Language Models & Sex Dolls: A Self-Reflection or Real Love Story?
Lately, I’ve been trying to understand AI and how to use it in my writing more effectively, only to notice that the more I learn about large language models or LLMs, the more I realize it’s basically a sex doll.
It used to be that Artificial Intelligence was some scary far-off thing in the future. Now, with technology like ChatGPT, the threat of cyber-attacks (via original, copyright-able literary works) is making headlines faster than any of Pete Davidson’s hot new flavor of the week and is just as perplexing!
LLMs write so convincingly that one might wonder if someone is prowling behind that Great and Powerful Oz’s curtain (or computer screen). But is using LLMs the same as having a relationship with a sex doll? I think so!
I can see the appeal. People have always loved the next new and improved thing — like the iconic scene from When Harry Met Sally, we all want what she’s having — including the latest and greatest innovations like humanistic programs and life-like companionship.
These tech marvels (language models and sex dolls) are about emulating the human experience.

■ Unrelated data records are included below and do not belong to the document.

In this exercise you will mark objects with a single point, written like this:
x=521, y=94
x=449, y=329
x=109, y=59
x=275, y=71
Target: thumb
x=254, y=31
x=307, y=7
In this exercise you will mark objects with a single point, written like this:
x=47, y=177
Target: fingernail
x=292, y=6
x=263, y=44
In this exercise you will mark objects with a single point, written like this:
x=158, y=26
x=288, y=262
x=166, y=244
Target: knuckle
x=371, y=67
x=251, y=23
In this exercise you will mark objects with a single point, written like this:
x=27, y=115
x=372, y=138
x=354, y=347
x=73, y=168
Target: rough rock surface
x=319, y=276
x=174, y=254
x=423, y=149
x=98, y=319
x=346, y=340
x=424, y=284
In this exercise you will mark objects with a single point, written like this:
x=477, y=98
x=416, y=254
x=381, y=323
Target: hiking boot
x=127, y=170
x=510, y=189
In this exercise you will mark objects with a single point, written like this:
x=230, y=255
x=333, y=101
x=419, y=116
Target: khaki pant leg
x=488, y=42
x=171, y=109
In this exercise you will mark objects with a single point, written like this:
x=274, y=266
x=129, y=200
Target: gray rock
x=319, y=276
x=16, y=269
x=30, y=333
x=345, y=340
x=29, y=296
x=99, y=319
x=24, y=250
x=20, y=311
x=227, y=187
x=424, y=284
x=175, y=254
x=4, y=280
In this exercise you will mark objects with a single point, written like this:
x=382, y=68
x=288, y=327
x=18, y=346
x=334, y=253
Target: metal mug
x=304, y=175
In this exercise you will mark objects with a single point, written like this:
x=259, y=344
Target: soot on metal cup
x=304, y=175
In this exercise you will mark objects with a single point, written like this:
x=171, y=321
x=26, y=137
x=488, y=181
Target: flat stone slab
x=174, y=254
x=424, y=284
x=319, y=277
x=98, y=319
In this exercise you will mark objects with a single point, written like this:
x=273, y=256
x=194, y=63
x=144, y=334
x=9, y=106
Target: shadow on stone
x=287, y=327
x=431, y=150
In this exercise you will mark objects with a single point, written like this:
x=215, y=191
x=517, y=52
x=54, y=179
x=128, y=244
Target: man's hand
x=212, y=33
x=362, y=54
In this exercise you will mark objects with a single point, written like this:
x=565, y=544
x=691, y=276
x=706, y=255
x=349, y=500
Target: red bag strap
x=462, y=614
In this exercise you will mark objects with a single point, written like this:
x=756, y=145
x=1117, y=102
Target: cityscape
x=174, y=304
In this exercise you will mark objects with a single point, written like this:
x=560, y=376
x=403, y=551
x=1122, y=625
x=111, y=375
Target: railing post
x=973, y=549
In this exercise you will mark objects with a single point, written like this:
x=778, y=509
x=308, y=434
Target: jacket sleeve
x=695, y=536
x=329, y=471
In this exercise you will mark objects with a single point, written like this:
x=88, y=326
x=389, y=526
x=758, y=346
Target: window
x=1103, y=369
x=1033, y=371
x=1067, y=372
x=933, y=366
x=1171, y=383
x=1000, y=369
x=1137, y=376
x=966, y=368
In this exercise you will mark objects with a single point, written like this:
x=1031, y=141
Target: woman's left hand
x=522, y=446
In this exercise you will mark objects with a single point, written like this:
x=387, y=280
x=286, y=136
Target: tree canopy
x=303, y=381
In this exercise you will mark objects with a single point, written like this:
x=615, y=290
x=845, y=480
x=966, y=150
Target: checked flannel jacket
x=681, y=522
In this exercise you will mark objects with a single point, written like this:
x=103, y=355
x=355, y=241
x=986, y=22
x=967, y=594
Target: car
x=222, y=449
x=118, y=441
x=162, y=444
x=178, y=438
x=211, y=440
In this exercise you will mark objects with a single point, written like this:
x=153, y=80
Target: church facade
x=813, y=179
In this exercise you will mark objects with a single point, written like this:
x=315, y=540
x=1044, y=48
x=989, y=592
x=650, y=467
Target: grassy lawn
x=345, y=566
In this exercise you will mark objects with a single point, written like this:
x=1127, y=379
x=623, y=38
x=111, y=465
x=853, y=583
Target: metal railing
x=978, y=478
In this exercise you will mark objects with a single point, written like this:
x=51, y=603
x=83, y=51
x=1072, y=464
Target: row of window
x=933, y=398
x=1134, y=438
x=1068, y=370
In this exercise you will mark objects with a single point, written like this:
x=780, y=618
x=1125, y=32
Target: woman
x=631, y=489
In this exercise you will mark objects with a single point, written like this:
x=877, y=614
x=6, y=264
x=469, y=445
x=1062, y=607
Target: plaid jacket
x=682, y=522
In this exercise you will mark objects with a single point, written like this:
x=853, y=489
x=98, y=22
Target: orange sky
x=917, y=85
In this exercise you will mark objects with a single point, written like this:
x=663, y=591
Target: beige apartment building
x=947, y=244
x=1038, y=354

However, though they both might mimic humans, they aren’t the real deal.
Think of ChatGPT as an overzealous parrot, squawking out a mind-blowing amount of data in a realistic and humanistic way. But unlike our real fine feathered friends, their squawks lack real life. They’re regurgitators, an echo of whatever you teach it. They don’t have a pulse or a creative brain and lack all the lived experience that makes us, us.
Just like a copycatting computer-generated bird, a sex doll, no matter how anatomically correct, is severely lacking. And when it comes to a real connection, those lacks are detrimental to a relationship and a deep bond. Dolls cannot share a laugh or stolen glance, and they don’t get butterflies — all those things that drive every Nicholas Sparks novel.
And just like a sex doll can fulfill some physical needs (I assume it’s got all the right holes and whatnot), an LLM can also put out — rapidly spitting out emails or erecting screenplay plot structures in the bat of an eye.
However, neither one has that particular bit of magic, that special something-something, that makes us feel and fall in love–all those intense, chaotic, engrossing moments that elevate our existence. Nope. They’re all hardware, no heart. All silicone, no soul.
A sex doll may momentarily make someone feel part of coupledom, and a rapid-responding chatbot and its deluge of data can take the bar exam (and score higher than you). Still, we’ve got to remember they are just things, sidekicks. They were made to assist us, not play the understudy for real human connection or originality.
We’ve got to realize these new-fangled machines are tools, plain and simple. However high-tech and super-cool, they are limited.
It’s not a love note regurgitated by AI that means something to you. And it’s not the room-temperature rubber hand anyone wants to hold during a Rom-Com or grasp while running through the rain during a thunderstorm. We crave the real deal and need that human component to realize our humanity.